Best submissions will be awarded the Google Best Paper Award for the best paper and the Google Best Student Paper Award for the best student paper. Both awards come with a prize of 600$ sponsored by Google.

Program Committee


Andrzej Pronobis is a Research Associate in the Department of Computer Science and Engineering at the University of Washington in Seattle, as well as a Senior Researcher at KTH Royal Institute of Technology in Stockholm, Sweden. His research is at the intersection of robotics, deep learning and computer vision, with focus on perception and spatial understanding mechanisms for mobile robots and their role in the interaction between robots and human environments. His recent interests include application of tractable probabilistic deep models to planning and learning semantic spatial representations. He is a recipient of a prestigious Swedish Research Council Grant for Junior Researchers and a finalist for the Georges Giralt Ph.D. award for the best European Ph.D. thesis in robotics.
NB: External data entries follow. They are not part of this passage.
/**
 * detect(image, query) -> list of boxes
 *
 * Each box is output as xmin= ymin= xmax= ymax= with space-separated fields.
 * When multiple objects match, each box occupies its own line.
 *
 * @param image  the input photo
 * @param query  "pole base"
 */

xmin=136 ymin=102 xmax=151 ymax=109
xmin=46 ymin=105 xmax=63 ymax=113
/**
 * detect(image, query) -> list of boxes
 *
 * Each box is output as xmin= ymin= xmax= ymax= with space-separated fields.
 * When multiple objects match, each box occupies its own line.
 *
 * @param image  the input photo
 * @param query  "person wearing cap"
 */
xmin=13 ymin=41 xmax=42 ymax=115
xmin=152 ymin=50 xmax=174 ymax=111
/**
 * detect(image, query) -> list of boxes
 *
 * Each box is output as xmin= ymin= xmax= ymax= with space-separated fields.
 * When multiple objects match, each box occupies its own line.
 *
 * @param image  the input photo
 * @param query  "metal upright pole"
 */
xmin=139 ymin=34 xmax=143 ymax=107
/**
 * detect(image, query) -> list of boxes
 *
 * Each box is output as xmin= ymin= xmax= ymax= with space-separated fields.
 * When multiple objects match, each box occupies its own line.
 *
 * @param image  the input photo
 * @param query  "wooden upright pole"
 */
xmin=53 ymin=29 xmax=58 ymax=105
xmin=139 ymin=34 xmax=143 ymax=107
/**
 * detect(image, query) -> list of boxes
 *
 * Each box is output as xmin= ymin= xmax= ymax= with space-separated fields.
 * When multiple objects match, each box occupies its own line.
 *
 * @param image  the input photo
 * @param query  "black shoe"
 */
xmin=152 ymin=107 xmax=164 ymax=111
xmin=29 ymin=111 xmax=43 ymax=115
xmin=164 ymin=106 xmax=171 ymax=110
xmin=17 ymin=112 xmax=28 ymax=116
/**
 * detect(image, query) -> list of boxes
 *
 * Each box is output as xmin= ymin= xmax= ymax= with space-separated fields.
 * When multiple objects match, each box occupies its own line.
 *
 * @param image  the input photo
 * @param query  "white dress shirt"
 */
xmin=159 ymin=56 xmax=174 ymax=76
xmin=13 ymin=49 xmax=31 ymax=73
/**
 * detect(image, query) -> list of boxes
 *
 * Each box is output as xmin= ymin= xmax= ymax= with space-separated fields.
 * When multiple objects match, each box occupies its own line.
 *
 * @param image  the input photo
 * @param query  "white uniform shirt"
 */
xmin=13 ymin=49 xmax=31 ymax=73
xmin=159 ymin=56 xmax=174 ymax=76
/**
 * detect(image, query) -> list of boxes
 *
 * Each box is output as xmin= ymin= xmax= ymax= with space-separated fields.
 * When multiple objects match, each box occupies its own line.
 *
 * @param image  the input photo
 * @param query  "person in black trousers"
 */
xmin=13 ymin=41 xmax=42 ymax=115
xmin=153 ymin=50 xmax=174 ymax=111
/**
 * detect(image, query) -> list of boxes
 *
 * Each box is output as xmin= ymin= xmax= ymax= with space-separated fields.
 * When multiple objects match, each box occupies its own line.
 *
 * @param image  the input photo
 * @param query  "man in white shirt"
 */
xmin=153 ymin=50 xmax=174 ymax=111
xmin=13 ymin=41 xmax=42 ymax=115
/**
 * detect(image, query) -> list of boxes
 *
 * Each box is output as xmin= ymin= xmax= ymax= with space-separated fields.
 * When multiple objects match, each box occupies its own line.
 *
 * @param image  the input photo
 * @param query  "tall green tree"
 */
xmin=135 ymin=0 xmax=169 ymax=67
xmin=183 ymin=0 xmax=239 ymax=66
Robert Gens is a Research Scientist at Google Seattle. His research interests are in machine learning, deep learning, and computer vision. He received a PhD in Computer Science and Engineering from the University of Washington. He completed an SB in Electrical Engineering and Computer Science at the Massachusetts Institute of Technology in 2009, received an Outstanding Student Paper Award at NIPS 2012, and was supported by the 2014 Google PhD Fellowship in Deep Learning.
Sham Kakade is a Washington Research Foundation Data Science Chair, with a joint appointment in both the Computer Science & Engineering and Statistics departments at the University of Washington. Before joining the University of Washington, Dr. Kakade was a principal research scientist at Microsoft Research, New England. Prior to this, Dr. Kakade was an associate professor at the Department of Statistics, Wharton, University of Pennsylvania and an assistant professor at the Toyota Technological Institute at Chicago. He works on both theoretical and applied questions in machine learning and artificial intelligence, focusing on designing both statistically and computationally efficient algorithms for machine learning, statistics, and artificial intelligence. More broadly, Sham has made various contributions in various areas including statistics, optimization, probability theory, machine learning, algorithmic game theory and economics, and computational neuroscience. He is a recipient of numerous awards and served as a chair for many conferences.
Pedro Domingos is a professor of computer science at the University of Washington and the author of "The Master Algorithm". He is a winner of the SIGKDD Innovation Award, the highest honor in data science. He is a Fellow of the Association for the Advancement of Artificial Intelligence, and has received a Fulbright Scholarship, a Sloan Fellowship, the National Science Foundation’s CAREER Award, and numerous best paper awards. His research spans a wide variety of topics in machine learning, artificial intelligence, and data science, including scaling learning algorithms to big data, maximizing word of mouth in social networks, unifying logic and probability, and deep learning.